- Category: History
- Created on Thursday, 13 May 2010 06:00
- Written by Telegraph
from the Telegraph
Epic film The Founding of a Republic Marks 60 years of Chinese Communism
The star-studded epic charts the ascendancy of Chairman Mao was made by the state-owned China Film Group and is intended as a focal point for anniversary celebrations which will culminate on Oct 1.
With hundreds of stars from China and Hong Kong, including the kung-fu hero Jackie Chan and Jet Li, telling the story of the Communist rise to power in 1949, the film is being tipped as one of the biggest box office hits in the country for years.
In a break from a long tradition of ideologically sound but mind-numbingly dull Party propaganda, the film's producers say they hope the cast-list - as well as the subject matter - will attract in a younger, internet-obsessed generation back to the big screen.
Centred on the exploits of Chairman Mao and his rag-tag band of revolutionaries, the film chronicles the heroic but arduous birth of Communist China through the defeat of the Nationalist forces of Chiang Kai–shek in a series of bloody battles between 1945-49.
The £6 million budget for The Founding of a Republic, or Jianguo Daye in Chinese, was kept in check by the fact that many of the film's celebrity cast donated their time for free, dropping onto the set for a few hours at a time to record cameo roles.
Spotting the walk-on parts will require vigilance on the part of the audience. Chan plays an unnamed newspaper reporter who delivers only a handful of lines, while China's best-known international actress, Crouching Tiger star Zhang Ziyi, plays an unidentified apparatchik from the arts world.
Such was the pressure for parts, that some of the biggest names in China's film industry failed to make the final cut - among the casualties was John Woo, the king of Hong Kong action movies, who appeared in the film's trailer, but not the final version.
Longer roles have been filled by lesser known-actors such as Tang Guoqiang, who gives a startlingly life-like performance as Chairman Mao, the avuncular peasant-revolutionary turned statesman who frees China of the imperial and nationalist yokes.

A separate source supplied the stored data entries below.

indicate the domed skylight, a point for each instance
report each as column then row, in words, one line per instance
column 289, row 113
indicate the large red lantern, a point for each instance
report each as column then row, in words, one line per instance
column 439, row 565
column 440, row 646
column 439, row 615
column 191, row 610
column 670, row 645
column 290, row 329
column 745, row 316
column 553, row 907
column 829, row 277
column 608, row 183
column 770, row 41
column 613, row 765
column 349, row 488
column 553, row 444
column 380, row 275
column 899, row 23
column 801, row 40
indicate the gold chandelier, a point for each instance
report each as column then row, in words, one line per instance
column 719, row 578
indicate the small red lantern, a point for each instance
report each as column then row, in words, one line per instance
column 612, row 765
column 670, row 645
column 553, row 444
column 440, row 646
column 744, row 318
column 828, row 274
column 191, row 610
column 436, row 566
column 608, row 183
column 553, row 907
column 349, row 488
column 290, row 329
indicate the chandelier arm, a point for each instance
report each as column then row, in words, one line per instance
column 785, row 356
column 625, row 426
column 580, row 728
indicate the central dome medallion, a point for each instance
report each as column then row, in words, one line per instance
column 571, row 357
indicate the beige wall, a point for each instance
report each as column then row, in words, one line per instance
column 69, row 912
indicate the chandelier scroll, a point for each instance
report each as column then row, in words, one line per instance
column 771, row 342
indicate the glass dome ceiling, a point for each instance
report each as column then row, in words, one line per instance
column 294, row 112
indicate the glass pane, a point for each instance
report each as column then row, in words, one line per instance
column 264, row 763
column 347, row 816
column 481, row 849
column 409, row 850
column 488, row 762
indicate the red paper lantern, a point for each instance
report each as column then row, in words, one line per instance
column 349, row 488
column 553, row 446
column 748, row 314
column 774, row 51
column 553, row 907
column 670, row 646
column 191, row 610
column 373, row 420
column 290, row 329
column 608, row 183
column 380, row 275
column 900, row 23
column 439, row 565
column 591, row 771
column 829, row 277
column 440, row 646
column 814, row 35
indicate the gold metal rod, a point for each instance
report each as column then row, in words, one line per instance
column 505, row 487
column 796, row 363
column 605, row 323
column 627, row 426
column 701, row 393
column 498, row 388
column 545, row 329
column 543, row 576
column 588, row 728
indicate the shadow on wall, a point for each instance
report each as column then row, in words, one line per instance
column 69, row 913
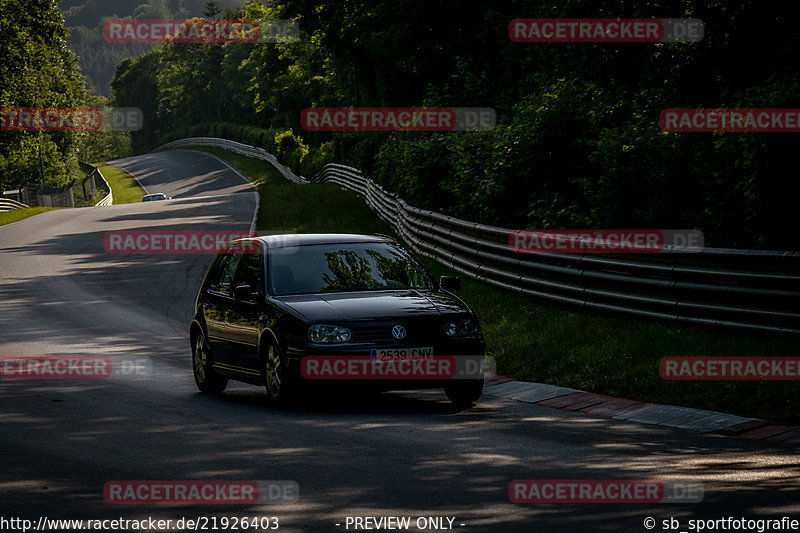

Despite the deep collective scars left by the catastrophes of the Great Leap Forward and the Cultural Revolution of 1966-76, Mao retains a strong measure of popular affection in China, even if the Communist Party is often treated with cynicism by younger people.
While Western historians attribute the death of 60m Chinese to Mao's policies, the "Great Helmsman" still gazes benevolently from banknotes and his perch over Tiananmen Square where a massive military parade will celebrate the Party's achievements next month.
Huang Jianxin, the film's co-director, has said it was unfair to describe The Founding of a Republic as "propaganda", since modern Chinese audience were too sophisticated to swallow a simplistic rendering of history.
"It's impossible to make a propaganda film to win your viewers today," he told the state-run China Daily, although conceded that the galaxy of stars appearing in the film was intended to attract an audience to a subject-matter they might otherwise have shunned.
The film's makers also hope it will contribute to a growing Chinese cinema boom, which, while still tiny compared with the US, saw box office receipts grow by 30 per cent in 2008 to $630 million (£380 million) amid a flurry of cinema construction.
The first viewers who watched the opening public screenings in Beijing on Wednesday appeared almost unanimously enthusiastic about the film as they left the cinema in Wangfujing Street, Beijing's equivalent of London's Oxford Street.
Xu Li, a 22-year-old sales assistant with a wine company who saw the film with her boyfriend, admitted she had been attracted by the 176 movie stars, but said she had also come to learn some history.
"It is somehow a propaganda movie, but we young people are too busy to go through history, and this is an effective and vivid way to reproduce it for young people. Of course, it must be in line with true history," she said.
Asked her opinion of Chairman Mao she said she believed him to be a "great man".
"Without the endeavours of our founders, we young people would not be enjoying our happy life," she added.
For the eldest member of the audience, 86-year-old Guo Wanxue who was present in Tiananmen Square when Mao declared the founding of the People's Republic in 1949, the film was a profound trip down memory lane.
"How could I miss this movie, it helps me to recall that history?" he said, "We can not forget history. So many people scarified their lives for the founding of the republic".
On the subject of Chairman Mao, Mr Guo said that his contribution in defeating the Nationalists "far outweighed his mistakes", reserving his criticism for the corruption that he said had soured the vision of Communist China's founders.
"The thing I hate most is the corrupt officials, they forgot their predecessors who founded the republic," he scolded.